What do you know now that you wish you’d known at the start of your career?

My recommendation: enjoy the time you get with the legislation and research from the start of your career!

Are there any new rules that are causing a problem?

From 2013 to 2017, significant amounts of legislation were introduced which encouraged individuals to de-envelope residential properties from corporate and/or trust structures. It seems clear that it was the objective of several governments to, in their own words, level the playing field as it relates to the taxation position and rectify a perceived unfairness. Unfortunately, HMRC’s published guidance on the application of FA 2003 s 75A (in particular, the updated guidance at SDLTM09420) and their unwillingness to offer a clear interpretation of how this anti-avoidance legislation may operate in the majority of typical de-enveloping transactions is a problem. This often prevents individuals from taking steps to restructure. I am mindful that SDLT avoidance continues to be a problem and s 75A is a powerful tool in managing this tax risk; however, it is clear that properly considered guidance is required to assist taxpayers meet the objective that successive Parliaments have sought (i.e. bringing personal use residential property in to the individual’s name or held directly by a trust).

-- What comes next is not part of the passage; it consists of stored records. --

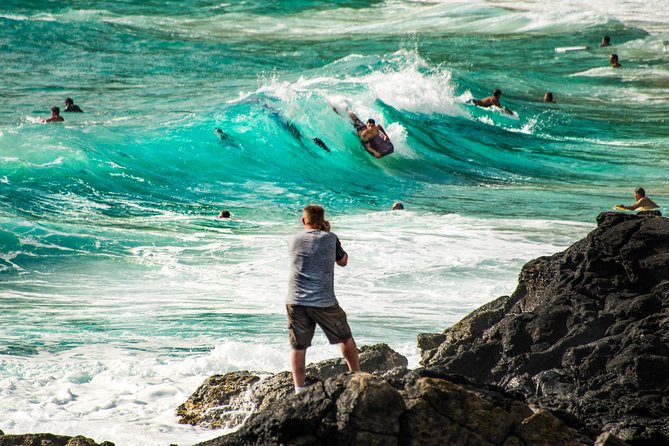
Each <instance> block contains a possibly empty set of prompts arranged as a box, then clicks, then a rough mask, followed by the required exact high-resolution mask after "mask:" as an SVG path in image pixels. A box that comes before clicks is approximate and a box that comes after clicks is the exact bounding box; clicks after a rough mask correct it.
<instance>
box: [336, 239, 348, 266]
mask: <svg viewBox="0 0 669 446" xmlns="http://www.w3.org/2000/svg"><path fill="white" fill-rule="evenodd" d="M335 261H336V262H337V265H339V266H346V264H347V263H348V253H347V252H346V251H344V248H342V247H341V242H340V241H339V237H337V247H336V250H335Z"/></svg>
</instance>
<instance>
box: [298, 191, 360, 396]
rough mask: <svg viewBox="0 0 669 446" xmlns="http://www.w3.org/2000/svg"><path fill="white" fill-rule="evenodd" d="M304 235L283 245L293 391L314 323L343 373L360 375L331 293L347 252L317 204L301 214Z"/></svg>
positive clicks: (351, 348) (354, 343)
mask: <svg viewBox="0 0 669 446" xmlns="http://www.w3.org/2000/svg"><path fill="white" fill-rule="evenodd" d="M302 224H303V225H304V231H302V232H300V233H299V234H296V235H295V236H293V237H292V238H291V240H290V242H289V243H288V250H289V253H290V260H291V272H290V278H289V281H288V297H287V299H286V310H287V312H288V335H289V338H290V345H291V346H292V352H291V363H292V369H293V382H294V383H295V393H299V392H301V391H302V390H304V377H305V362H306V354H307V347H309V346H310V345H311V339H312V338H313V336H314V330H315V328H316V324H318V326H319V327H321V329H322V330H323V331H324V332H325V335H326V336H327V338H328V341H330V344H339V347H340V350H341V352H342V354H343V355H344V359H345V360H346V364H347V365H348V369H349V370H350V371H351V372H359V371H360V363H359V360H358V349H357V347H356V345H355V340H354V339H353V336H352V335H351V328H350V327H349V325H348V322H346V313H345V312H344V310H342V309H341V307H340V306H339V303H338V302H337V299H336V298H335V294H334V264H335V263H336V264H337V265H339V266H346V264H347V263H348V254H347V253H346V251H344V249H343V248H342V247H341V243H340V242H339V238H338V237H337V236H336V235H335V234H333V233H332V232H330V223H329V222H328V221H327V220H325V210H324V209H323V208H322V207H321V206H318V205H316V204H310V205H308V206H306V207H305V208H304V210H303V212H302Z"/></svg>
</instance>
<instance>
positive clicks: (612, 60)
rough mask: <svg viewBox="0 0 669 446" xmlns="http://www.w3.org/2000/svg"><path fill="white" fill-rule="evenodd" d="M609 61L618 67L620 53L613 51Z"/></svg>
mask: <svg viewBox="0 0 669 446" xmlns="http://www.w3.org/2000/svg"><path fill="white" fill-rule="evenodd" d="M609 63H610V64H611V66H612V67H613V68H618V67H619V66H620V63H619V62H618V55H617V54H616V53H613V54H611V55H610V56H609Z"/></svg>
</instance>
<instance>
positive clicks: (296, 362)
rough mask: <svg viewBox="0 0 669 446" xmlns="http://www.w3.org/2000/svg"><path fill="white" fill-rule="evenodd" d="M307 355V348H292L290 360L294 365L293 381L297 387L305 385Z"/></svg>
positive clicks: (293, 366)
mask: <svg viewBox="0 0 669 446" xmlns="http://www.w3.org/2000/svg"><path fill="white" fill-rule="evenodd" d="M306 357H307V349H306V348H305V349H304V350H297V349H292V351H291V354H290V360H291V365H292V367H293V383H294V384H295V389H301V388H303V387H304V376H305V367H304V363H305V361H306Z"/></svg>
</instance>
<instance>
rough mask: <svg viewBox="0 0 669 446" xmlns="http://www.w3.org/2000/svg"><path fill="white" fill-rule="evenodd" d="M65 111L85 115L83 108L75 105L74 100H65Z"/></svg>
mask: <svg viewBox="0 0 669 446" xmlns="http://www.w3.org/2000/svg"><path fill="white" fill-rule="evenodd" d="M63 111H64V112H65V111H67V112H76V113H83V112H84V111H83V110H82V109H81V108H79V106H78V105H75V104H74V101H73V100H72V98H67V99H65V110H63Z"/></svg>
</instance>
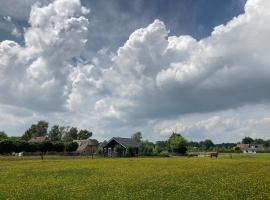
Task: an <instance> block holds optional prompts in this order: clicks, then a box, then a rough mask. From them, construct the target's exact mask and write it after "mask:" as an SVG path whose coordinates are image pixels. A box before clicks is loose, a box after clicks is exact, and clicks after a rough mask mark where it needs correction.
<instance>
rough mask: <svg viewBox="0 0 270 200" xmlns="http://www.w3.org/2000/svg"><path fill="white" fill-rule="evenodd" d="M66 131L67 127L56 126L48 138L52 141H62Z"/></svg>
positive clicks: (53, 128)
mask: <svg viewBox="0 0 270 200" xmlns="http://www.w3.org/2000/svg"><path fill="white" fill-rule="evenodd" d="M64 131H65V127H60V126H59V125H54V126H52V128H51V130H50V131H49V134H48V137H49V139H50V140H51V141H60V140H61V139H62V137H63V135H64Z"/></svg>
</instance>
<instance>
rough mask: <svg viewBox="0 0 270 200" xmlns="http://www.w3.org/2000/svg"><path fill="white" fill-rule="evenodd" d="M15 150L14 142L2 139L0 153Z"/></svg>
mask: <svg viewBox="0 0 270 200" xmlns="http://www.w3.org/2000/svg"><path fill="white" fill-rule="evenodd" d="M14 150H15V145H14V142H13V141H11V140H2V141H1V142H0V154H8V153H11V152H13V151H14Z"/></svg>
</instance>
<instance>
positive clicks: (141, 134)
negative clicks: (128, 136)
mask: <svg viewBox="0 0 270 200" xmlns="http://www.w3.org/2000/svg"><path fill="white" fill-rule="evenodd" d="M131 138H133V139H135V140H137V141H138V142H140V141H141V140H142V133H141V132H136V133H134V134H133V135H132V136H131Z"/></svg>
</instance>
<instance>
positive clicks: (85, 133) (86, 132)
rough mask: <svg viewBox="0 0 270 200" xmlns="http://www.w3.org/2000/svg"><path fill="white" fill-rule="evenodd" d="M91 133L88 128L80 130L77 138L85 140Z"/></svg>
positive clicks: (90, 135)
mask: <svg viewBox="0 0 270 200" xmlns="http://www.w3.org/2000/svg"><path fill="white" fill-rule="evenodd" d="M92 135H93V133H92V132H90V131H88V130H86V129H85V130H80V132H79V133H78V139H79V140H86V139H88V138H90V137H91V136H92Z"/></svg>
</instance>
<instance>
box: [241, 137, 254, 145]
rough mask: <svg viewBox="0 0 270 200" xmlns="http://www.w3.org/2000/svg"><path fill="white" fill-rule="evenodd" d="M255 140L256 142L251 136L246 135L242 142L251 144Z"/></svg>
mask: <svg viewBox="0 0 270 200" xmlns="http://www.w3.org/2000/svg"><path fill="white" fill-rule="evenodd" d="M253 142H254V140H253V139H252V138H251V137H244V138H243V139H242V144H251V143H253Z"/></svg>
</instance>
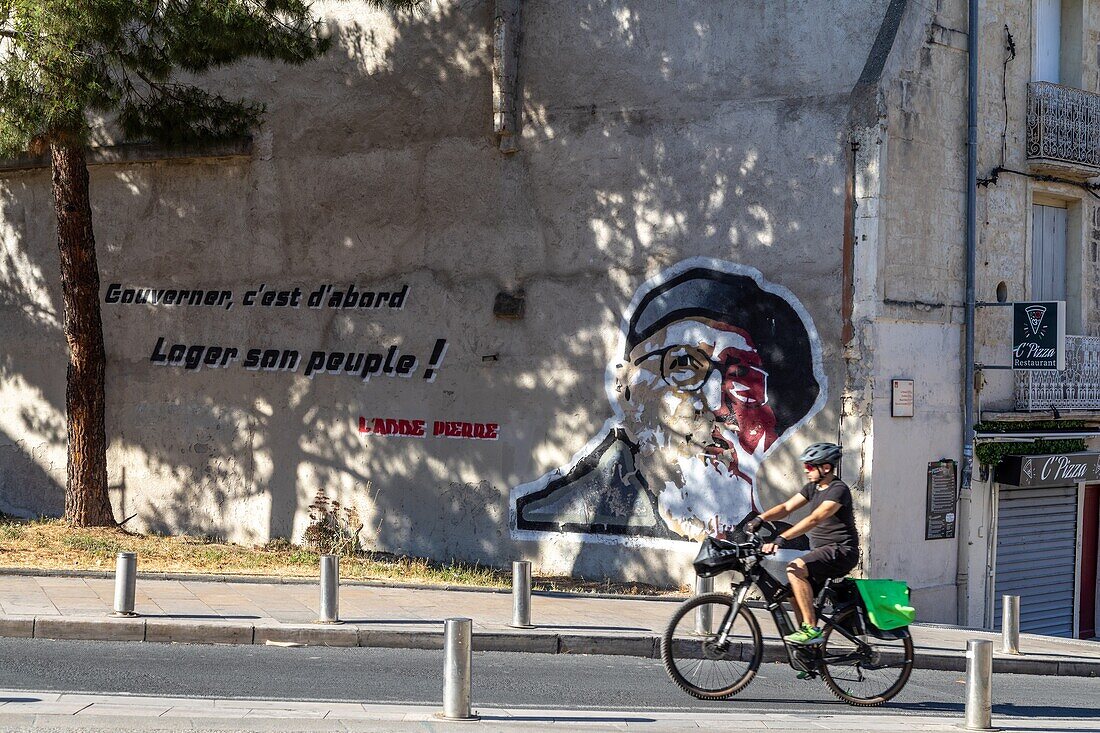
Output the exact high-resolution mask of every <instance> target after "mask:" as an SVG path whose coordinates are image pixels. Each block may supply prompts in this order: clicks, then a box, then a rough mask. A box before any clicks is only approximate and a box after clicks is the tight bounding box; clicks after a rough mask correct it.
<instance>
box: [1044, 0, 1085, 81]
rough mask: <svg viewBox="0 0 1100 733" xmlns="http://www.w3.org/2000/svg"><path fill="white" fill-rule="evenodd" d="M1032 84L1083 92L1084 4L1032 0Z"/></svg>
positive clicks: (1084, 7)
mask: <svg viewBox="0 0 1100 733" xmlns="http://www.w3.org/2000/svg"><path fill="white" fill-rule="evenodd" d="M1033 2H1034V21H1035V32H1034V50H1035V53H1034V55H1033V59H1032V80H1033V81H1051V83H1053V84H1062V85H1065V86H1067V87H1076V88H1078V89H1079V88H1081V53H1082V50H1081V42H1082V34H1081V30H1082V29H1084V28H1085V25H1084V20H1085V17H1084V12H1085V2H1084V0H1033Z"/></svg>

Has a recent tax case caught your eye?

The recent domicile cases of Henkes [2020] UKFTT 159, Coller [2023] UKFTT 212 and Shah [2023] UKFTT 539 show that the multifactoral approach is now being relied on. HMRC appear more confident making domicile challenges as a result.

What should we look out for this year?

It would be remiss of me not to speak of the elephant in the room: a looming election with the very real possibility of a Labour government which has pledged to rework the non-domicile regime. In my opinion, a whole scale removal of the system without an appropriate replacement and substantial grandfathering provisions for offshore trusts could result in economic loss created by capital flight.

You might not know this about me but...

I absolutely love a dance floor. This started with choreography of Bollywood dances when I was nine, but the love of dance has never left me and it continues to be one of my favourite things to do!